11 thoughts on “Brightline eyes Las Vegas-LA route

  1. I believe it was Winston Churchill that said; “The United States can always be relied upon to do the right thing — having first exhausted all possible alternatives.” I feel that high speed rail on iron has no future. Perhaps it is time to move aloft and give Mag-Lev a chance. We need to move past barriers, Environmental, NIMBY, etc. Chinese and Japanese people are whisked about their country at blazing speeds. Mostly using technology developed in this country. I remember in the early 90’s companies giving up on High Speed Rail. Most agreed Mag-Lev was the way to go. Perhaps Elon Musk’s underground Hyperloop is the answer. Either way it is time to move-on rather than sit in our private autos moving at 7.5mph as reported on the news this past Labor day via the I-15 South out of Las Vegas.

  2. I agree with Paul Harrison. AAF is running over the Florida East Coast, which is a good, solid, class one railroad. BNSF and UP both know FEC and dealt with them before.

  3. I agree with the criticism of the Western terminus here, but it’s worth pointing out that that was XpressWest’s decision, not AAF’s (I believe it’s AAF buying this despite media fixation on the Brightline brand, Brightline is the name of their Florida passenger service), and AAF almost certainly has its own ideas about how this should run, and, given their experience, probably will be taken more seriously by UP or BNSF if they proposed to use their lines for some of the journey. I wouldn’t assume the Western terminus will be in Victorville at this stage.

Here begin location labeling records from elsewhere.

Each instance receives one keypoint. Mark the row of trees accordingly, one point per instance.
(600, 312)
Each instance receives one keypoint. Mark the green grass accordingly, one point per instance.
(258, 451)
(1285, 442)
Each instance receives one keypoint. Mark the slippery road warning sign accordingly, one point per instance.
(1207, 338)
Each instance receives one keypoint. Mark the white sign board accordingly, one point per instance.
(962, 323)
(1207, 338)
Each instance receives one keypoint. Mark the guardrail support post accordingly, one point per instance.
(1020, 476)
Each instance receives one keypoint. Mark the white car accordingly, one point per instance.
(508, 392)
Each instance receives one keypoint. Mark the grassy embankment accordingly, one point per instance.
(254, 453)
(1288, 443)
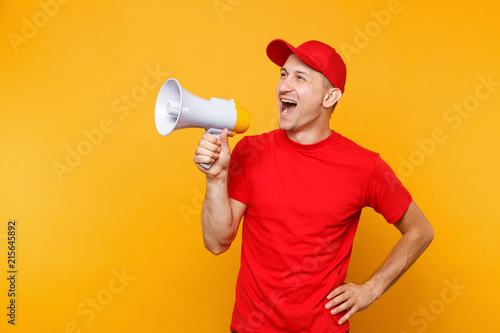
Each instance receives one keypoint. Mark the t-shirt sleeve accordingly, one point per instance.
(386, 194)
(237, 181)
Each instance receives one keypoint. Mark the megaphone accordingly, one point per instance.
(177, 108)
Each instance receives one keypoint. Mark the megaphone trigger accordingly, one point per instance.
(216, 132)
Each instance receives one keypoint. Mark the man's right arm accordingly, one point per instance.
(221, 215)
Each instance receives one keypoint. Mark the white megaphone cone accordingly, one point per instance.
(177, 108)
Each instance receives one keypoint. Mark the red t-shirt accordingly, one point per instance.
(304, 204)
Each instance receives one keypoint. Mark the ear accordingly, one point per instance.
(331, 97)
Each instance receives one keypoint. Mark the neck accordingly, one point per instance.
(309, 137)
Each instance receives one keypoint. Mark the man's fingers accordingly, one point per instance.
(224, 140)
(337, 291)
(201, 152)
(348, 315)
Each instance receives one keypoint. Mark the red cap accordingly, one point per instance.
(318, 55)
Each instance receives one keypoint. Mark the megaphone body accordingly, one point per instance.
(176, 108)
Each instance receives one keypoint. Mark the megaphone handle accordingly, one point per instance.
(215, 132)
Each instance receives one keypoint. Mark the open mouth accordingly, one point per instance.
(287, 106)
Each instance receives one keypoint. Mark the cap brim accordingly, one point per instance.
(279, 50)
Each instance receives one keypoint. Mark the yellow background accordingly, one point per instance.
(131, 206)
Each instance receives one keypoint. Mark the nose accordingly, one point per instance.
(284, 85)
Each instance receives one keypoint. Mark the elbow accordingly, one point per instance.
(217, 249)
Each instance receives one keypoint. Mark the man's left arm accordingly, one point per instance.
(417, 234)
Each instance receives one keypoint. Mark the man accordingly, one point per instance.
(301, 189)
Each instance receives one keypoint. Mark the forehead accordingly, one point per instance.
(293, 63)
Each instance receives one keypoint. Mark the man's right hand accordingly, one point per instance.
(213, 150)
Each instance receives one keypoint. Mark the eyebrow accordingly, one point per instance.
(296, 72)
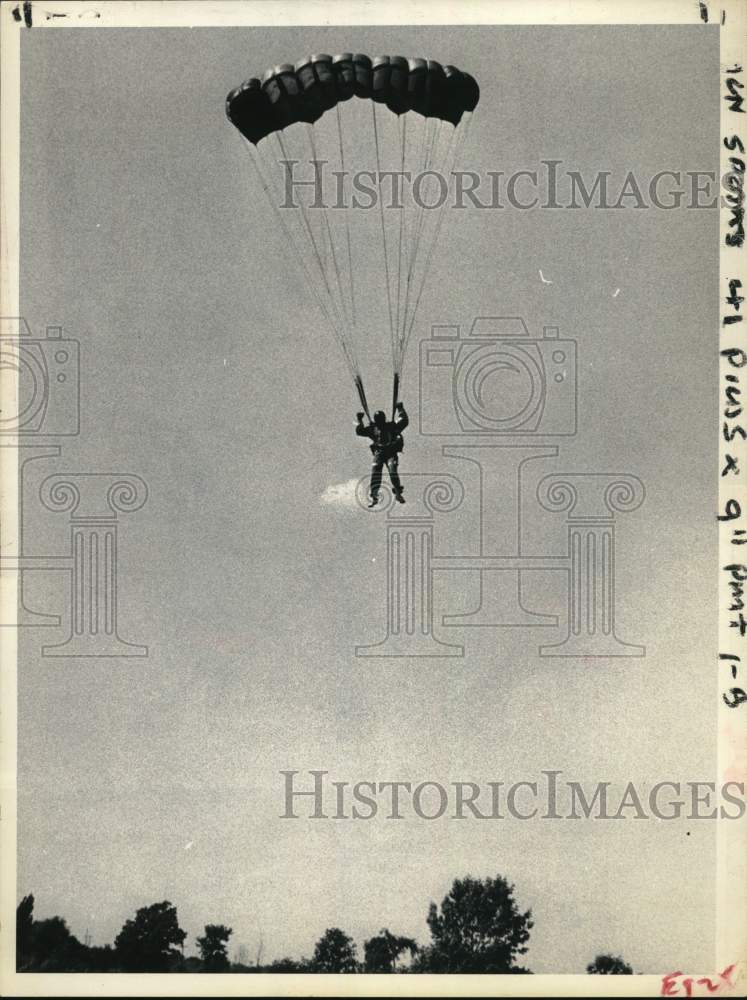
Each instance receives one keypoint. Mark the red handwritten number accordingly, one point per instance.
(709, 984)
(668, 985)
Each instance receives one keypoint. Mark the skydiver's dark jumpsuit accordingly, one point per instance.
(386, 444)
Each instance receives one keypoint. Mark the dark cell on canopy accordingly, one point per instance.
(471, 92)
(363, 75)
(281, 86)
(381, 72)
(248, 108)
(454, 95)
(417, 72)
(398, 98)
(344, 70)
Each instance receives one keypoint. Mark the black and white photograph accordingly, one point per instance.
(372, 451)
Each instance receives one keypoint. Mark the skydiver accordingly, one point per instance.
(386, 445)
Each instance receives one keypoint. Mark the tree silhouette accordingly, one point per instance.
(24, 930)
(609, 965)
(479, 929)
(334, 952)
(213, 947)
(148, 943)
(383, 950)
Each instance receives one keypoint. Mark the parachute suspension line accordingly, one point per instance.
(300, 257)
(457, 143)
(429, 147)
(392, 332)
(343, 302)
(395, 394)
(362, 395)
(347, 222)
(315, 247)
(403, 146)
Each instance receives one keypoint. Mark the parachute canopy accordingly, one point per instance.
(298, 96)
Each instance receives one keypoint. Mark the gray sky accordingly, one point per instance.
(205, 371)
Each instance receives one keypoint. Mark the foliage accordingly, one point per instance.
(334, 952)
(149, 942)
(479, 928)
(609, 965)
(213, 947)
(383, 950)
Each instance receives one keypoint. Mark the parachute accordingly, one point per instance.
(412, 115)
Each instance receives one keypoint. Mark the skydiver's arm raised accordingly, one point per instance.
(403, 420)
(360, 428)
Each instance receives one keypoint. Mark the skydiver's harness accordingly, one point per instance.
(387, 442)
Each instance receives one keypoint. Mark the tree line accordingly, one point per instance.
(478, 928)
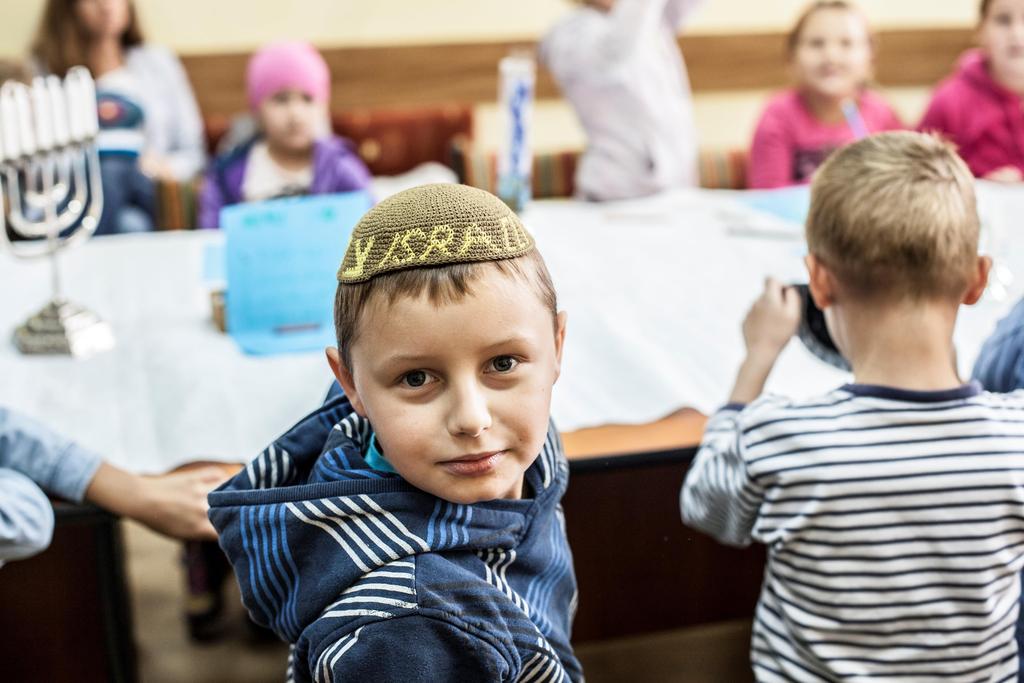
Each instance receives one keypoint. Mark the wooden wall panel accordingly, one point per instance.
(413, 76)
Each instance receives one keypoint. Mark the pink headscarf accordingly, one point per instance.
(287, 66)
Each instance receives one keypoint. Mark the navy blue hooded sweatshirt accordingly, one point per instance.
(372, 579)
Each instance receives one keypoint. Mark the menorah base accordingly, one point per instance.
(62, 328)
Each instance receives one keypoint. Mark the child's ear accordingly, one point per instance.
(559, 340)
(819, 282)
(979, 280)
(344, 377)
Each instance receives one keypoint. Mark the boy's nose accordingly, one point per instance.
(469, 415)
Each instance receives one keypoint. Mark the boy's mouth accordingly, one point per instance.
(473, 464)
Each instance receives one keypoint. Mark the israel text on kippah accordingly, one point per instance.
(433, 225)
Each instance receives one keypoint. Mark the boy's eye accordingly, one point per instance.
(504, 364)
(415, 379)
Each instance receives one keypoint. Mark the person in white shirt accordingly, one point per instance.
(151, 127)
(620, 66)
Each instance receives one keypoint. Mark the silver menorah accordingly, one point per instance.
(50, 183)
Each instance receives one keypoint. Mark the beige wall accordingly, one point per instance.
(723, 119)
(213, 26)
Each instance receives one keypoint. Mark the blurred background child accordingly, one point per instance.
(832, 53)
(294, 153)
(150, 123)
(619, 65)
(979, 105)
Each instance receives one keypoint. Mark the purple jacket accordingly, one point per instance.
(336, 169)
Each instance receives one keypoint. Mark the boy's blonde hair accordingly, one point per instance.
(894, 216)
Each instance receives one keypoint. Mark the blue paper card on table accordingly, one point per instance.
(791, 204)
(282, 259)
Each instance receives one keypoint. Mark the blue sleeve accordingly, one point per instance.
(1000, 364)
(718, 496)
(408, 648)
(26, 517)
(54, 463)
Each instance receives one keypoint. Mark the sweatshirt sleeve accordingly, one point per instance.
(408, 648)
(187, 153)
(677, 12)
(26, 517)
(771, 159)
(718, 496)
(54, 463)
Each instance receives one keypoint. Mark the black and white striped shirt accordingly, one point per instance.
(895, 527)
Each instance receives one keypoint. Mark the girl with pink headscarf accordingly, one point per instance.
(294, 153)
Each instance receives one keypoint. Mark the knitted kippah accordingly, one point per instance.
(433, 225)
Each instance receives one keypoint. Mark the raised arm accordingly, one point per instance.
(587, 49)
(718, 497)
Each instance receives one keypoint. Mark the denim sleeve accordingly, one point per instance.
(26, 517)
(56, 464)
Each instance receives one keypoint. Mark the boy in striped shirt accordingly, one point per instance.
(893, 508)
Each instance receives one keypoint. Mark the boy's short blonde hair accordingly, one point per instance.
(894, 215)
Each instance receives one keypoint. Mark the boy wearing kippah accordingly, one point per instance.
(893, 508)
(411, 528)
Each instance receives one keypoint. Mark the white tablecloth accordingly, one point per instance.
(654, 289)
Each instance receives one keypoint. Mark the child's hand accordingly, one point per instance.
(156, 167)
(175, 504)
(772, 319)
(770, 323)
(172, 504)
(1005, 174)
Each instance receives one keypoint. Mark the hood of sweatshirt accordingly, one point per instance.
(308, 518)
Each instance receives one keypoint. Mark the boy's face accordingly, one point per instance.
(833, 56)
(459, 393)
(1001, 36)
(290, 120)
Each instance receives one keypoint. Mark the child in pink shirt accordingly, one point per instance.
(830, 55)
(979, 108)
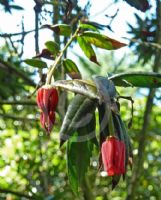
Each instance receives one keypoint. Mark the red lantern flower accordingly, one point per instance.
(47, 100)
(113, 156)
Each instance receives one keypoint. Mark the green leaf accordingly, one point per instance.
(16, 7)
(78, 160)
(71, 68)
(88, 26)
(79, 114)
(142, 5)
(60, 29)
(101, 41)
(53, 47)
(36, 63)
(137, 79)
(84, 87)
(87, 49)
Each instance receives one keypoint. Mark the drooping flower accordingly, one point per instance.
(113, 156)
(47, 100)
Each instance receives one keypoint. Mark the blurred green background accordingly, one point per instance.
(32, 166)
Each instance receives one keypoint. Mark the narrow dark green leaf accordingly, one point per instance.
(78, 160)
(60, 29)
(142, 5)
(71, 69)
(88, 26)
(83, 87)
(137, 79)
(52, 46)
(87, 49)
(101, 41)
(79, 114)
(36, 63)
(16, 7)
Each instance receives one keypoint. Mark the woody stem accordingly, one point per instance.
(50, 72)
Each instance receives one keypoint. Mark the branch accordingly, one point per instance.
(27, 103)
(18, 72)
(57, 60)
(149, 44)
(13, 117)
(5, 35)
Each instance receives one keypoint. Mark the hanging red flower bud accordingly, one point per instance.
(113, 156)
(47, 100)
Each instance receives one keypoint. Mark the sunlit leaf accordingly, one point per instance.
(78, 160)
(36, 63)
(60, 29)
(79, 114)
(87, 49)
(71, 69)
(142, 5)
(52, 47)
(137, 79)
(101, 41)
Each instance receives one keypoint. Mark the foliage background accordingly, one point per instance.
(32, 166)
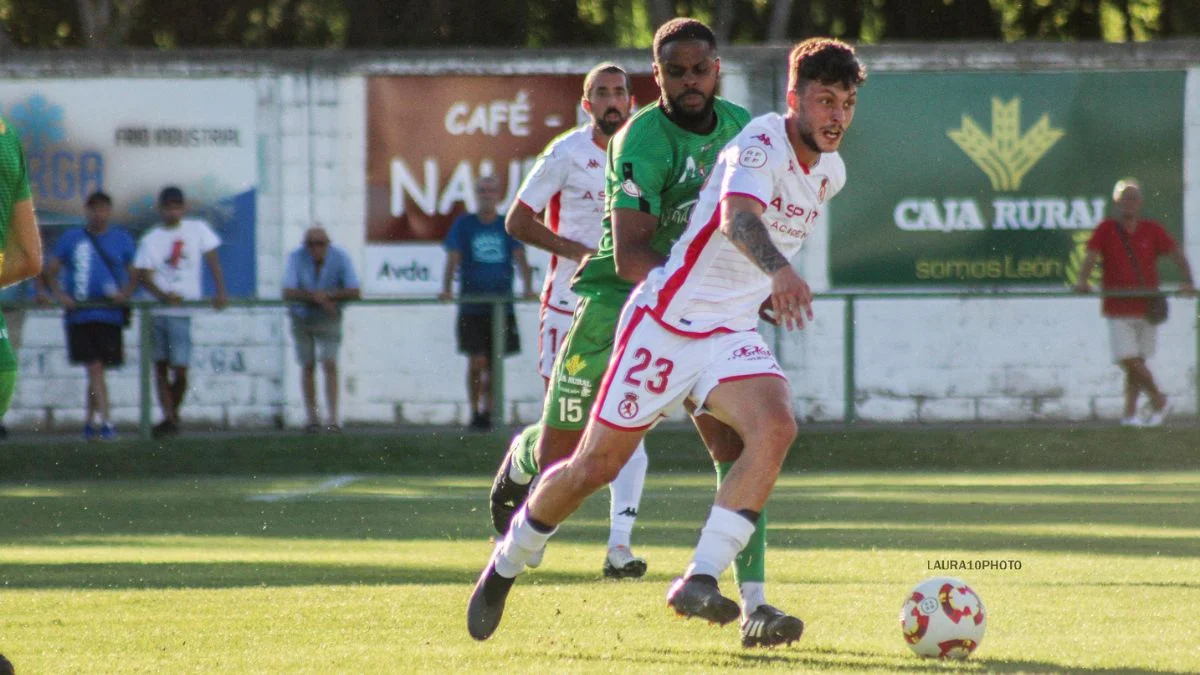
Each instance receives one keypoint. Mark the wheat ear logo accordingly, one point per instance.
(1006, 155)
(1075, 261)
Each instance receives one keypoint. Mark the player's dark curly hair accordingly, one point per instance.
(682, 29)
(603, 69)
(826, 60)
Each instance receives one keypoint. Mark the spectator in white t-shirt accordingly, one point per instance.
(168, 264)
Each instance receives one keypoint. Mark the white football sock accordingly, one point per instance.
(519, 545)
(721, 539)
(754, 593)
(517, 476)
(625, 497)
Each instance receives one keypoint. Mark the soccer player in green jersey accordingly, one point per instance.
(655, 168)
(19, 240)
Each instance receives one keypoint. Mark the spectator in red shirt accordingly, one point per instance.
(1131, 335)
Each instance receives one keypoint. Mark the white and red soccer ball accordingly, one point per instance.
(942, 617)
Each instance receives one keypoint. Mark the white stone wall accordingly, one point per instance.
(928, 360)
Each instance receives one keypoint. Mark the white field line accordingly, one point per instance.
(323, 487)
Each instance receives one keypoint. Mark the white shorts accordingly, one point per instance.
(553, 327)
(653, 369)
(1132, 338)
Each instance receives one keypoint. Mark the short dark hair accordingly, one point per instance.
(826, 60)
(99, 197)
(171, 195)
(604, 69)
(682, 29)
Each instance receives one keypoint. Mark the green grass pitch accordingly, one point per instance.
(370, 573)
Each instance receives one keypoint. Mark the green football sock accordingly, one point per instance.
(750, 566)
(527, 446)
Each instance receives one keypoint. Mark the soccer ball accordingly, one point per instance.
(943, 617)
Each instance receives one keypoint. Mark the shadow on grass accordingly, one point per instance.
(797, 658)
(124, 575)
(669, 518)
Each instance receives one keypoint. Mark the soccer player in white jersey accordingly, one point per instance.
(559, 208)
(689, 332)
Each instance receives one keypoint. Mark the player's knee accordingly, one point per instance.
(777, 434)
(598, 470)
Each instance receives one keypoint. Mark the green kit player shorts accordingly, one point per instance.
(580, 365)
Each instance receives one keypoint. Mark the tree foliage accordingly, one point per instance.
(397, 24)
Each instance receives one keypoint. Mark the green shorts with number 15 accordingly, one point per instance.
(580, 365)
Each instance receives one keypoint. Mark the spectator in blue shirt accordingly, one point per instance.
(484, 254)
(94, 264)
(319, 278)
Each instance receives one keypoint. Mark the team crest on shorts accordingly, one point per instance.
(628, 407)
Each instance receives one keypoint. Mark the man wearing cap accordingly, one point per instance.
(168, 264)
(319, 278)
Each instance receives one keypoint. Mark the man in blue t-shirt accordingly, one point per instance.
(319, 278)
(483, 252)
(94, 264)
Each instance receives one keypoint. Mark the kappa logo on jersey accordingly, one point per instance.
(574, 365)
(753, 157)
(628, 407)
(795, 210)
(753, 353)
(693, 169)
(177, 254)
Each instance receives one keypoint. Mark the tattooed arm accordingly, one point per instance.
(790, 294)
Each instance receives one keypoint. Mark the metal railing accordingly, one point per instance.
(144, 311)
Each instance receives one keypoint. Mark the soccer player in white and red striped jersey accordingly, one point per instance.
(689, 333)
(565, 189)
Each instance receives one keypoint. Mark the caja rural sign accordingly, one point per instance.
(999, 179)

  4. So, it seems that you need to start somewhere. You can’t build all of it at once so would you prefer they start in L.A. and build to Victorville? You seem to be missing the part of building from Las Vegas – TO – L.A. It’s not a video game where you click and point and poof it’s done.

  5. David Wire,

    There’s something wrong with your math, and it’s in the drive time from the Los Angeles basin to Las Vegas, especially on weekends. It’s roughly 270 miles between the 2 cities, and even at 70 miles per hour you’re looking at almost 4 hours, only I15 is a mess and you can’t make it in 4 hours, the normal drive is more around 5. Then you have to contend with all the accidents on I15(and there are a lot of them). So tell me, if you could drive to Victorville or Palmdale, leave your vehicle there, take a 2(two) hour train ride right to the Las Vegas Strip(remember, almost no one drives once they reach Vegas)…which would you choose…besides flying, if the price was competitive(you have to include fuel and food for the drive). Did I mention the horrendous traffic jams that form on I15 sometimes(when there’s an accident).

  6. Brightline Just use SCRRA trackage north from LAUPT to Palmdale then you can use your own right of way to Vegas.. As stated below it’s pointless to start the journey at Palmdale or Victorville…

  7. If Brightline were to use their same Siemens trainsets as in Florida, how long would it take for them to go from Victorville to LA’s Union Station, and would that be competitive with driving? I agree that they will struggle if they really think people will drive to Victorville and then pay for a train ticket.

  8. This “low hanging fruit” of a route has been there for decades for Amtrak to seize as an opportunity. Good to see an operator with vision take a look.

  9. Except that, like all the former proposals, they don’t answer the question: Since 99% of the market would have to drive themselves to Victorville, why on earth would they park the car and get on a train when they could just keep driving, be there nearly as fast, and have the car for their use in Las Vegas?

    The worst part of the drive is getting to Victorville, at which point, from my house, at least, you’re halfway to Vegas already. A high speed train from downtown LA or even some place like Anaheim might get enough traffic to work, but not Victorville.